Judgment of the Court (Sixth Chamber) of 9 February 2017.
M. S. v P. S.
Reference for a preliminary ruling — Regulation (EC) No 4/2009 — Article 41(1) — Recognition and enforcement of decisions and cooperation in matters relating to maintenance obligations — Enforcement of a decision in a Member State — Application submitted directly to the competent authority of the Member State of enforcement — National legislation requiring recourse to be had to the Central Authority of the Member State of enforcement.
Case C-283/16.

Court reports – general

Case C‑283/16

M.S.

v

P.S.

(Request for a preliminary ruling from the
High Court of Justice (England and Wales), Family Division)

(Reference for a preliminary ruling — Regulation (EC) No 4/2009 — Article 41(1) — Recognition and enforcement of decisions and cooperation in matters relating to maintenance obligations — Enforcement of a decision in a Member State — Application submitted directly to the competent authority of the Member State of enforcement — National legislation requiring recourse to be had to the Central Authority of the Member State of enforcement)

Summary — Judgment of the Court (Sixth Chamber), 9 February 2017

  1. Judicial cooperation in civil matters–Jurisdiction, applicable law, recognition and enforcement of decisions in matters relating to maintenance obligations–Regulation No 4/2009–Recognition, enforceability and enforcement of decisions–Proceedings and conditions for enforcement–National regulations under which a maintenance creditor is required to submit an application for enforcement of a decision through the Central Authority of the Member State of enforcement–Not permissible

    (Council Regulation No 4/2009, Recital 31 and 32, Arts 41(1), 45, 51 and 56)

  2. Judicial cooperation in civil matters–Jurisdiction, applicable law, recognition and enforcement of decisions in matters relating to maintenance obligations–Regulation No 4/2009 Article 41(1)–Direct effect–Obligations and powers of the national court hearing the case–Non-application of national provisions requiring a maintenance creditor to submit an application for enforcement of a decision to the Central Authority of the Member State of enforcement

    (Council Regulation No 4/2009, Art. 41(1))
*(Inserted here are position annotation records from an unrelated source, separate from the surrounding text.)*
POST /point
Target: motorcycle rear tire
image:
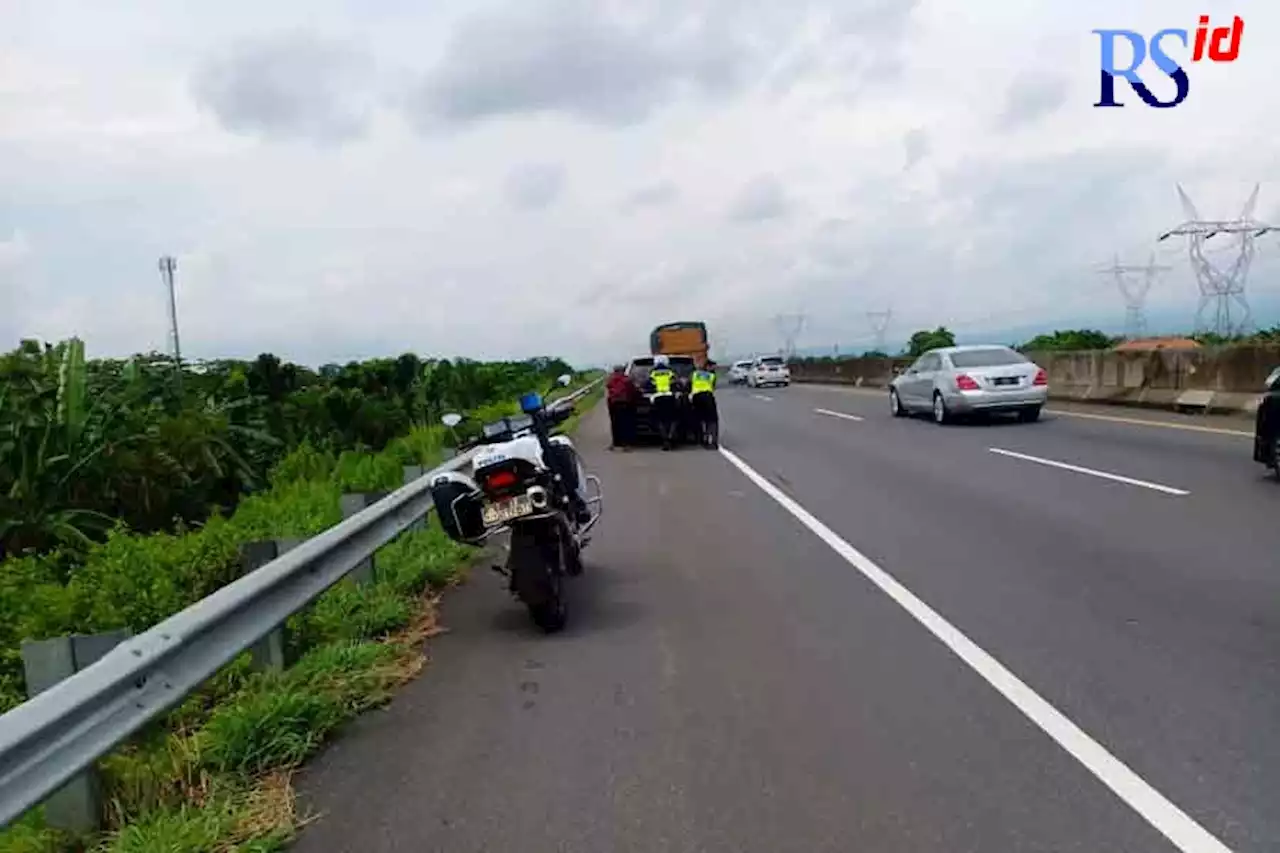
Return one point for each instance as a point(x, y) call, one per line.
point(551, 614)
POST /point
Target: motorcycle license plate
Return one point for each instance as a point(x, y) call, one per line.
point(504, 511)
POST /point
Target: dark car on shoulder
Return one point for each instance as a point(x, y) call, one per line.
point(1266, 432)
point(638, 370)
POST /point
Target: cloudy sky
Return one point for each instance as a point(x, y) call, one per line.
point(516, 177)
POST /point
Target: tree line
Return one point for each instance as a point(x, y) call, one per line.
point(88, 445)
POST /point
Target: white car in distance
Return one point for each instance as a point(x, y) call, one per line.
point(768, 370)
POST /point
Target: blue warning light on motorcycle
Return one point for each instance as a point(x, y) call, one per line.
point(530, 402)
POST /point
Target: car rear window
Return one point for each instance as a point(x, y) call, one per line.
point(993, 357)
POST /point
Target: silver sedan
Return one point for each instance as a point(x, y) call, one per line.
point(963, 381)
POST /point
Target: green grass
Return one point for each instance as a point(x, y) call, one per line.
point(214, 775)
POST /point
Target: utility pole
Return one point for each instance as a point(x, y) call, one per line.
point(1220, 288)
point(880, 322)
point(168, 267)
point(1134, 292)
point(789, 327)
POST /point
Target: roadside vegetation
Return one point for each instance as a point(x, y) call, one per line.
point(126, 492)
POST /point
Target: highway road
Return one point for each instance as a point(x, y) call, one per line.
point(848, 632)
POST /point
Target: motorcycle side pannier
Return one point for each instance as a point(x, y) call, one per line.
point(457, 506)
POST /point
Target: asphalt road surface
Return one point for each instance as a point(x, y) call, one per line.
point(856, 633)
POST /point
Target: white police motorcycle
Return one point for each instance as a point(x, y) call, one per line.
point(526, 480)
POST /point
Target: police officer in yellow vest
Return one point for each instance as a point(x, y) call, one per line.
point(703, 404)
point(662, 379)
  1.  Chapter IV of Council Regulation (EC) No 4/2009 of 18 December 2008 on jurisdiction, applicable law, recognition and enforcement of decisions and cooperation in matters relating to maintenance obligations, in particular Article 41(1) thereof, must be interpreted as meaning that a maintenance creditor who has obtained an order in one Member State and wishes to enforce it in another Member State may make an application directly to the competent authority of the latter Member State, such as a specialised court, and cannot be required to submit the application to that court through the Central Authority of the Member State of enforcement.
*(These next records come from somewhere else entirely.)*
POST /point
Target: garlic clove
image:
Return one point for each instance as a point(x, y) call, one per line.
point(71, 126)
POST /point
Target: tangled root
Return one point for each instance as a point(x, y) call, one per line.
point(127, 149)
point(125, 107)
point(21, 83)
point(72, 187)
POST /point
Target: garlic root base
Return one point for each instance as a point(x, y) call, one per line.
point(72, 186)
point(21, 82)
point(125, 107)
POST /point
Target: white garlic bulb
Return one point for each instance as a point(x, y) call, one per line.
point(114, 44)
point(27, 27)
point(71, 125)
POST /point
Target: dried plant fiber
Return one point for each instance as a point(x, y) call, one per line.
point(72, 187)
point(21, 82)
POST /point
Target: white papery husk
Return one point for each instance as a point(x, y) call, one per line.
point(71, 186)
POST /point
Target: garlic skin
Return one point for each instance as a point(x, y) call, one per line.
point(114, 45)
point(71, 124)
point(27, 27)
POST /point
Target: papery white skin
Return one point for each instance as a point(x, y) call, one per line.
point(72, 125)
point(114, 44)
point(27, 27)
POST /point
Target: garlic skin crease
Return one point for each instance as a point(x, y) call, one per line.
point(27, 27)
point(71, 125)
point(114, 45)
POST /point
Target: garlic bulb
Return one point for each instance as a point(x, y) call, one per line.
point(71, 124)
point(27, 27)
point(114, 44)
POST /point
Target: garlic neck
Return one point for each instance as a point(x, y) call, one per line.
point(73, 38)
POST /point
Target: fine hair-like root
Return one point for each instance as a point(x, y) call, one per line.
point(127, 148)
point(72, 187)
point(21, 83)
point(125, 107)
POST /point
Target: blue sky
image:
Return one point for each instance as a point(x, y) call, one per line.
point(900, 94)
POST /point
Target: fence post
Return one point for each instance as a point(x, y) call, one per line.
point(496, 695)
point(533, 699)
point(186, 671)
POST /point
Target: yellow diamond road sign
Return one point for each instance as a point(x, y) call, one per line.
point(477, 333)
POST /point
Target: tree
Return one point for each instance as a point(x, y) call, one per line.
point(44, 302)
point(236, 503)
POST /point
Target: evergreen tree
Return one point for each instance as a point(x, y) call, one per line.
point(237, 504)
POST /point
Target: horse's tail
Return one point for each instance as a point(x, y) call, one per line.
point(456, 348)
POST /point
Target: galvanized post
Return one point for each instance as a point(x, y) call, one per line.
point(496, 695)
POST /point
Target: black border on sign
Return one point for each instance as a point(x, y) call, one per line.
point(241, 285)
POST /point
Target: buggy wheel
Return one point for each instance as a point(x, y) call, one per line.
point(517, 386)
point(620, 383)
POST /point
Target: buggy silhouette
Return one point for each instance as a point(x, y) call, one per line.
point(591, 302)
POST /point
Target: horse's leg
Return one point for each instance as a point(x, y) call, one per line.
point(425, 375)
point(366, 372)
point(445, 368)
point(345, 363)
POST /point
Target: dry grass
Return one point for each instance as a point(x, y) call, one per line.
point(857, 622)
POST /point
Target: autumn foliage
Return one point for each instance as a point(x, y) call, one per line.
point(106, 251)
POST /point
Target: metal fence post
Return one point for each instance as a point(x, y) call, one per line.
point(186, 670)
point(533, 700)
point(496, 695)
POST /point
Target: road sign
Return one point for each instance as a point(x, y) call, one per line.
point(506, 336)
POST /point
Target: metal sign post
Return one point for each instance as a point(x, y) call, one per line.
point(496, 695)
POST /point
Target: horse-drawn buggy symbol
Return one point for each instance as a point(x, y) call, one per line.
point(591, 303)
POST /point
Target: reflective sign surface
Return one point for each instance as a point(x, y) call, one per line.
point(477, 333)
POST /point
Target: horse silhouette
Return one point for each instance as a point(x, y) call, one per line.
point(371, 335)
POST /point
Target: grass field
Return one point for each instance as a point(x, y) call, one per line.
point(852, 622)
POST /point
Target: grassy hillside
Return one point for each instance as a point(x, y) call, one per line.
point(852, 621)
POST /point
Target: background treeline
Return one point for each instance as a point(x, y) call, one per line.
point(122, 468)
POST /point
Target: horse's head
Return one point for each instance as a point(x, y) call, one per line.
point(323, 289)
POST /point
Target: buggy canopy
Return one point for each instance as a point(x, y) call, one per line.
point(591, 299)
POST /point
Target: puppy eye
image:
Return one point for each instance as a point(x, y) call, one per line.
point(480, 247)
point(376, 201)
    Thus, nothing in Chapter IV, which is headed ‘Recognition, enforceability and enforcement of decisions’ and contains Article 41(1), provides that a special procedure, in addition to the procedures applicable to purely domestic claims, must be followed, or, in particular, that recourse must be had to the Central Authorities of the Member States.

    Provision is made for the issuing of proceedings via the Central Authorities in Chapter VII of Regulation No 4/2009, concerning cooperation between Central Authorities.

    It follows from Articles 51 and 56 of Regulation No 4/2009, read in the light of recitals 31 and 32 thereof, that a person has a right but is not under any obligation to make an application to the Central Authorities for assistance pursuant to the provisions in Chapter VII of the regulation. It is, therefore, optional and that right will be exercised only if the maintenance creditor wishes to avail herself of it, in order, for example, to overcome certain specific difficulties, such as the location of the maintenance debtor.

    It is therefore apparent that Regulation No 4/2009 provides two alternative methods of submitting an application to the courts with jurisdiction, one direct, pursuant to the provisions in Chapter IV of the regulation, and the other through the Central Authorities, if the maintenance creditor seeks the assistance of the Central Authority of the Member State in which she resides, pursuant to the provisions in Chapter VII of the regulation.

    That analysis is supported by the wording of Article 45 of Regulation No 4/2009, which forms part of Chapter V thereof. That article, which concerns legal aid, makes an express distinction between two alternative means by which a maintenance creditor may submit an application for enforcement, namely through the Central Authorities ‘or’ directly to the competent authorities.

    Accordingly, the obligation imposed on a maintenance creditor by national regulations such as those at issue in the main proceedings to submit an application through the Central Authority of the requested Member State — even though that person wishes to submit an application directly to the competent authorities on the basis of Chapter IV of Regulation No 4/2009 — which, according to the referring court, takes more time, is contrary to Article 41(1) of that regulation, considered in the light of the purpose of the regulation and the system of which that provision forms part.

    (see paras 37, 39-44, operative part 1)

  2.  Member States are required to give full effect to the right laid down in Article 41(1) of Regulation No 4/2009 by amending, where appropriate, their rules of procedure. In any event, it is for the national court to apply Article 41(1), if necessary refusing to apply any conflicting provision of national law and, as a consequence, to allow a maintenance creditor to submit her application directly to the competent authority of the Member State of enforcement, even if national law does not make provision for such an application.